Who in their right mind can still believe the ECB, especially in connection with DEPOSITS at banks.

Trust is gone, boys. More lies will not help.

Mar 20, 2013 12:56pm EDT  --  Report as abuse
n.stravelakis wrote:
Geopolitics are entering the current crisis resolution in the most absurd manner. The ECB issued a statement following the Cyprus parliament vote stating that liquidity will be provided “under the current terms”. Does this statement hold? If yes what is the purpose of these roumours? If not they should make this clear. Sorry but banking especially central banking is not children playground like Brussels and Frankfurt. I hope that both my country and Cyprus will shortly leave the Euro. Otherwise it is pain without gain.

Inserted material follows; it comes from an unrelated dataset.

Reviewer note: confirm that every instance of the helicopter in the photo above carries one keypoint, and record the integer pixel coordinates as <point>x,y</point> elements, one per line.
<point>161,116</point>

Mar 20, 2013 5:31pm EDT  --  Report as abuse
TommyPaine wrote:
Apparently the author of this article is oblivious to the irony of the idea that ECB bond buying is going to “protect” other economies. The very premise of the OMT bond-buying program is that a country must formally apply for a bailout before its bonds are eligible for purchase. Thus anyone who holds the sovereign bonds of such country has to worry whether they will take a “haircut” in such a bailout. If such a haircut takes place, perhaps the economy may be protected, but – as bank depositors in Cyprus learned — investors will not be.

The lesson of Cyprus applies to the rest of the Eurozone’s troubled economies: investors must be prepared for Public Sector Involvement (PSI) to save those economies. If they refuse to go along (or if their governments refuse, on their behalf), they will find no ECB or Eurzone savior.

In retrospect we now see why Spain’s PM Rajoy has been wise to resist the calls for Spain to apply for a bailout. He has correctly gauged that any such bailout is going to be quite painful for Spain’s investors.